Эти два имени неспроста подвернулись под перо. Не стану сравнивать Салтыкова ни с одним из них, определять: выше ли он их по таланту и значению в истории нравственных идеалов своей родины как творец и художник слова. Но они в двух передовых нациях Европы считаются самыми крупными выразителями сатирического гения. Оба страдали от людской глупости, тщеславия, пошлых инстинктов, от мирской неправды, от мелкоты и грязи. И британский «декан», и французский деревенский буржуа были, каждый в свою меру, несчастны, как люди, не умевшие мириться с действительностью.
Но Салтыков был самым несчастным из европейских сатириков на протяжении более ста лет со дня рождения Свифта и по день смерти русского писателя.
И у Свифта и у Поля-Луи Курье имелись в запасе свойства национального темперамента, позволяющие им легче переносить зрелище мирской глупости, пошлости и порочности. Свифт мог даже полусумасшедшим объективно относиться и к самому себе: припомните его сравнение своей головы с высыхающим деревом во время прогулки… Кровь и нервы галла не допускали и Поля-Луи Курье до той горечи и надсады, какими исходил Салтыков!..

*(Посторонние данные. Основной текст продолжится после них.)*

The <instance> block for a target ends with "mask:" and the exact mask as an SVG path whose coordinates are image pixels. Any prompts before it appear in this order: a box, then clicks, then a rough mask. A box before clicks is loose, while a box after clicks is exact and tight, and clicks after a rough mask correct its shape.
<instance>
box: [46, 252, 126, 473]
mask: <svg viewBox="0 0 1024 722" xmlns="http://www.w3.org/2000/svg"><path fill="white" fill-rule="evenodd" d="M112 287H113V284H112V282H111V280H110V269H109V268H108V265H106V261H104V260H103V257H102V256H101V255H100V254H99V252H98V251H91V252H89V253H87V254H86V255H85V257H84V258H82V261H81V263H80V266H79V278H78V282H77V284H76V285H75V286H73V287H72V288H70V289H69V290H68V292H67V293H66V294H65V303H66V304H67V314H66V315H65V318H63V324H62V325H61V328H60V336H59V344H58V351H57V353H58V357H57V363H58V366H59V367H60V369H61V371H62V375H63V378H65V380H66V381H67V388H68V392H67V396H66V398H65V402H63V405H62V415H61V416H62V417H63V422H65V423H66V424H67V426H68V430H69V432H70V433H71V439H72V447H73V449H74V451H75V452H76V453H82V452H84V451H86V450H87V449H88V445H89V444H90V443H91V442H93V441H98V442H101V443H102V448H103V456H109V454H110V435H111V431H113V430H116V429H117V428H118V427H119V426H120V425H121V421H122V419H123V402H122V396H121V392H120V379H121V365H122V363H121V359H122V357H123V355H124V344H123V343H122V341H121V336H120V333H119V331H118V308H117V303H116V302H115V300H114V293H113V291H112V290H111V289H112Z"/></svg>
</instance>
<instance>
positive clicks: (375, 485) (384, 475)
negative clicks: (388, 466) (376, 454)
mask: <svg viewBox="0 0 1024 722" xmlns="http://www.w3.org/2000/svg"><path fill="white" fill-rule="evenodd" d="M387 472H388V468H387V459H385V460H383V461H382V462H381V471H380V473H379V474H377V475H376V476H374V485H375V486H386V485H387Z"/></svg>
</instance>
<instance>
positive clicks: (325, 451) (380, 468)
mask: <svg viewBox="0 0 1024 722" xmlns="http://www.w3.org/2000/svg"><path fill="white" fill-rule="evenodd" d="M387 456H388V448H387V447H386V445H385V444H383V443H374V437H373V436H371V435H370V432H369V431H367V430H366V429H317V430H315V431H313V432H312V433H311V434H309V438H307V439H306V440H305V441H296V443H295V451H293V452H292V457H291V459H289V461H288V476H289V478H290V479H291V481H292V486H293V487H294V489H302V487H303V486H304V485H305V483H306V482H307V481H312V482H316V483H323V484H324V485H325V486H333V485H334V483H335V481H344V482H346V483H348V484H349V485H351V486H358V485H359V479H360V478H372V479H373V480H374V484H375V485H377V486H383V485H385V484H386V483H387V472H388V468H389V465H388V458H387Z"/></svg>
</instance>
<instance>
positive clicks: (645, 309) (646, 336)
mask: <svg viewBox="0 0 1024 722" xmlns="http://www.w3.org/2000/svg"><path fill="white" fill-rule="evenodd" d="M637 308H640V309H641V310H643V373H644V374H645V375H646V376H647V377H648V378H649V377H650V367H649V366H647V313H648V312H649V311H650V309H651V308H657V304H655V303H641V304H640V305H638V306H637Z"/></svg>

Судьбе угодно было наделить его темпераментом, всего чутче отзывавшимся на темные стороны жизни. Мне говаривали и его литературные сверстники, помнившие его молодым – тотчас по выходе из лицея, когда он уже бывал в писательских кружках, что и в то время он проявлял те же признаки человека, не умеющего примирительно смотреть на людей, на личную долю и общественную жизнь. Детство и отрочество прошли, судя по его «Пошехонской старине», среди особенно бездушных нравов. На долю его выпало нечто гораздо более способное воспитать негодующего сатирика, чем то, что представлял собою общий уровень дворянской среды николаевского времени. И позади – как начало всякой думы и основа всякого взгляда на родину – та эпоха, постылая, рабовладельческая, которая даже в такой мягкой натуре, как Тургенев, вызвала побег на Запад и клятву: не мириться с крепостным строем тогдашней России!